Pourrait-il y avoir une explication génétique à l’aptitude de la maladie d’Alzheimer à court-circuiter et à détruire les cellules cérébrales par ailleurs saines ? Les chercheurs du laboratoire de recherche de Judes Poirier, au Centre d’études sur le vieillissement de McGill, ont identifié un gène défectueux qui sécrète l’apolipoprotéine E de type 4 (ApoE4), empêchant le transport du cholestérol vers le cerveau et favorisant l’apparition de la maladie d’Alzheimer. Ce gène anormal favorise non seulement le déclenchement de la maladie, mais il peut aussi interférer considérablement sur la réponse de patients atteints de la maladie d’Alzheimer aux médicaments destinés à renforcer la mémoire.

Cette découverte est susceptible de faire avancer le diagnostic de façon importante et de permettre le développement de traitements personnalisés beaucoup plus efficaces grâce à la pharmacogénomique, ou étude de la constitution génétique des patients, et à la manière dont celle-ci freine ou accroît l’efficacité des médicaments.
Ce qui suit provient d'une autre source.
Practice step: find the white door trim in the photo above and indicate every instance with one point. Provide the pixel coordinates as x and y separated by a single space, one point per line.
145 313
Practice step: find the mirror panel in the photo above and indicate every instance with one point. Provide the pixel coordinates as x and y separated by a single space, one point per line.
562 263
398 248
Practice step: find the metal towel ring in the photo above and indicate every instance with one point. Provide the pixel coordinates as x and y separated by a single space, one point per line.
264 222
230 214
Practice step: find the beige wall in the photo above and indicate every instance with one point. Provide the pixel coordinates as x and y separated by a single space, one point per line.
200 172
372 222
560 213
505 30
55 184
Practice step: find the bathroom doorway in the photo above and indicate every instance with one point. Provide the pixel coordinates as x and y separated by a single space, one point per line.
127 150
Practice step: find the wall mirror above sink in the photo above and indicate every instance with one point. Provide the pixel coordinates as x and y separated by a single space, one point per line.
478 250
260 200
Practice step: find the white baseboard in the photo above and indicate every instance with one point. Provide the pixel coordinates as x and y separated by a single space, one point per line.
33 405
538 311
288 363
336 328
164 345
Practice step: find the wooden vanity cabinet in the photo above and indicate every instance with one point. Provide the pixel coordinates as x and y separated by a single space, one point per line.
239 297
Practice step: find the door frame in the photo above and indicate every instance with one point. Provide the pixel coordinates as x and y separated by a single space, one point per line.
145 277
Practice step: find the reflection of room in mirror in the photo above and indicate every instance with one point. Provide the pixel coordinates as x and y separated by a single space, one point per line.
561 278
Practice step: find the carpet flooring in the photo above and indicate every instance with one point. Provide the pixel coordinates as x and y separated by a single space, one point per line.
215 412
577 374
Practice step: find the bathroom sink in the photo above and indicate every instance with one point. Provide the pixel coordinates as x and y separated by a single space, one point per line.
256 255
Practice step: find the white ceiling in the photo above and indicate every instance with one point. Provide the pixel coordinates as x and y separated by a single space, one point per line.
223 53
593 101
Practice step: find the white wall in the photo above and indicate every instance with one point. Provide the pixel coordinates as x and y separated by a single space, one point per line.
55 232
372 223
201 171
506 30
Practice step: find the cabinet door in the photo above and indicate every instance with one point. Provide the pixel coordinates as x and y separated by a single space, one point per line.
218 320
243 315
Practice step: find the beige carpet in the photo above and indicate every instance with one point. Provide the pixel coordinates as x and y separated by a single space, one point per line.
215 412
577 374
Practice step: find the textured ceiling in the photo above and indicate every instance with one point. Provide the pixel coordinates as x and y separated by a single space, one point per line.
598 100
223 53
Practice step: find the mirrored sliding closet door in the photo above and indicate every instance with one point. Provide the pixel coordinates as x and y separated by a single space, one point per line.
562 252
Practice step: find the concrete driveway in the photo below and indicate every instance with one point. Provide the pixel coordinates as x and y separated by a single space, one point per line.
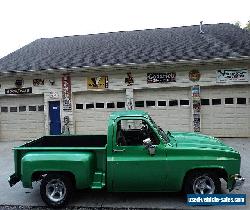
17 196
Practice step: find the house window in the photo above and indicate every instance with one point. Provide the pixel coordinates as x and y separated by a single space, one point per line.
229 100
13 109
139 104
205 101
216 101
241 100
79 106
22 108
162 103
173 103
120 104
150 103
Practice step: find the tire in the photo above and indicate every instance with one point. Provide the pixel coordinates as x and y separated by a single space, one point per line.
56 190
202 182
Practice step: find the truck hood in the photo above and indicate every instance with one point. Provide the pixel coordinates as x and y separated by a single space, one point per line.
195 140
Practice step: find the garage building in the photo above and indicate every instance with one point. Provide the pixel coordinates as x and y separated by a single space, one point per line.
187 79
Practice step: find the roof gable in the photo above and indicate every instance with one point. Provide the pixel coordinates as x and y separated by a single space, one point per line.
144 46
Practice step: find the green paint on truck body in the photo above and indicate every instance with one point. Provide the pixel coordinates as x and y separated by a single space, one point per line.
131 168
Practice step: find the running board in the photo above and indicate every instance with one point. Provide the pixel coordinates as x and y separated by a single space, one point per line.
98 180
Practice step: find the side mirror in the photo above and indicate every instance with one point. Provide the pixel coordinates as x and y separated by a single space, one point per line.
148 145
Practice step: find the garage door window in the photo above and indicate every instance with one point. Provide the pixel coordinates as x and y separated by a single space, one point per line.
216 101
205 101
241 100
22 108
184 102
40 108
150 103
139 104
173 103
111 105
99 105
4 109
13 109
120 104
162 103
32 108
229 100
90 106
79 106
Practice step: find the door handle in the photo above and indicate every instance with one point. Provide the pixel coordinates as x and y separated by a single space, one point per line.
118 150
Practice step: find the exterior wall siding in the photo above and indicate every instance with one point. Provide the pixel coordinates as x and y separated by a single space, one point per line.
116 79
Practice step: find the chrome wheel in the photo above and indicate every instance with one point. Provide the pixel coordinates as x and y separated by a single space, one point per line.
203 185
56 190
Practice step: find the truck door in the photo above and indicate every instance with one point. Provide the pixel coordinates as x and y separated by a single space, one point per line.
131 166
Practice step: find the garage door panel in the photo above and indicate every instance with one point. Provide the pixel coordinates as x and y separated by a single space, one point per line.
226 120
94 120
175 118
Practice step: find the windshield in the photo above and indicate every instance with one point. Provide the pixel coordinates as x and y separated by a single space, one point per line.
160 131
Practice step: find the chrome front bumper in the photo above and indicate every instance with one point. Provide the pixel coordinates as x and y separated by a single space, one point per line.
238 182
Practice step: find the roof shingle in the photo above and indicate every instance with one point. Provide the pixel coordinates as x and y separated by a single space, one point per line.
155 45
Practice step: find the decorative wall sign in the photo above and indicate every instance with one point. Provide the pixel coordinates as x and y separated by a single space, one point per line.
129 80
196 108
232 75
194 75
53 95
129 99
18 90
38 82
161 77
19 83
97 82
66 92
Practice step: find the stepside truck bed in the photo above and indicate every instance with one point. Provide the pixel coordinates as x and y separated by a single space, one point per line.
65 146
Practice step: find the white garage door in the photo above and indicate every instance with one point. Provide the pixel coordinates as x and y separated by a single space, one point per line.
21 117
93 108
170 107
225 111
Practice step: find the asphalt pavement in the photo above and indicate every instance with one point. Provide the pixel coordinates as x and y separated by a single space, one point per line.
18 197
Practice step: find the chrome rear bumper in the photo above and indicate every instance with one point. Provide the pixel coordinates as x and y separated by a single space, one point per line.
238 182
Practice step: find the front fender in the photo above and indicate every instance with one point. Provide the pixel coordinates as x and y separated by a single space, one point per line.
80 164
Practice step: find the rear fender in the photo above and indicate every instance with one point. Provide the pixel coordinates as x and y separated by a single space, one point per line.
79 164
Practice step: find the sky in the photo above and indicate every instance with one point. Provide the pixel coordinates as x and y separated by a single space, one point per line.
23 21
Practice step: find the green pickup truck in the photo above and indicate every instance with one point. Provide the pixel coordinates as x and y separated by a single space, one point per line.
135 155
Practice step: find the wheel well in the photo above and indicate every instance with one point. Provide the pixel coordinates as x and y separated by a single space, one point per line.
38 175
219 172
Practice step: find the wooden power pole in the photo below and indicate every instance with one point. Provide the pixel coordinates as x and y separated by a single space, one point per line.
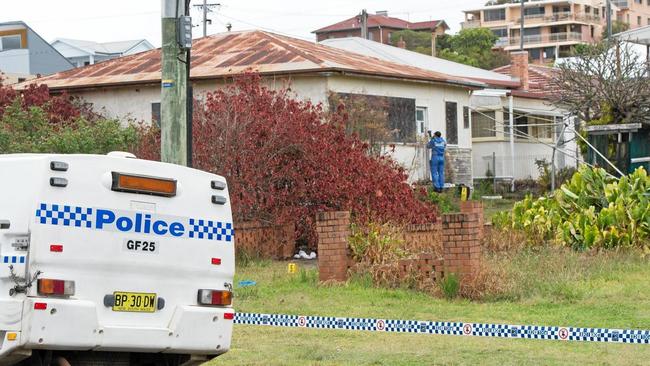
176 42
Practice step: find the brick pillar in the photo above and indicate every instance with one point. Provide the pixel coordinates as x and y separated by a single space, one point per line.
461 243
474 207
519 67
333 230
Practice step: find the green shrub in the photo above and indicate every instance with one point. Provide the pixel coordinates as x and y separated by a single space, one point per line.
445 202
591 210
375 244
450 285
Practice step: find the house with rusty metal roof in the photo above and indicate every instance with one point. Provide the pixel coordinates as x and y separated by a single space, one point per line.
529 84
418 100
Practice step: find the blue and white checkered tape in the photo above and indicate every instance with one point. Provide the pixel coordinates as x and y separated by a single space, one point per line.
448 328
18 259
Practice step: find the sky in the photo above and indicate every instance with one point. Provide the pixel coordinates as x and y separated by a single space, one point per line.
117 20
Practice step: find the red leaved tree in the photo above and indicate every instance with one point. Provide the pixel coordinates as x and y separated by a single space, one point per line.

« Nous avons incontestablement mis le doigt sur le facteur de risque génétique le plus important de la forme courante de la maladie d’Alzheimer », précise Judes Poirier.

Judes Poirier travaille avec les sociétés dérivées de McGill pour élaborer un médicament de nature à compenser la baisse du taux d’ApoE4 chez les patients porteurs de ce gène défectueux. Il espère ainsi retarder l’apparition de la maladie d’au moins cinq ans.

Certes, il ne s’agit pas d’un traitement curatif, mais France Van Deemter serait heureuse d’obtenir un sursis de cinq ans auprès de son mari. « Si nous pouvions ralentir l’évolution de la maladie, ce serait merveilleux », déclare-t-elle. « Mais si ce n’est pas possible aujourd’hui, ce le sera peut-être dans cinq ou dix ans. »

« Qui sait ? Il est possible qu’un jour, un de nos enfants en ait besoin. »


Ces recherches sont financées par les Instituts de recherche en santé du Canada, la Société Alzheimer du Canada, l’Alzheimer’s Association des États-Unis, le Fonds de la recherche en santé du Québec, les National Institutes of Health et l’Institut canadien du vieillissement.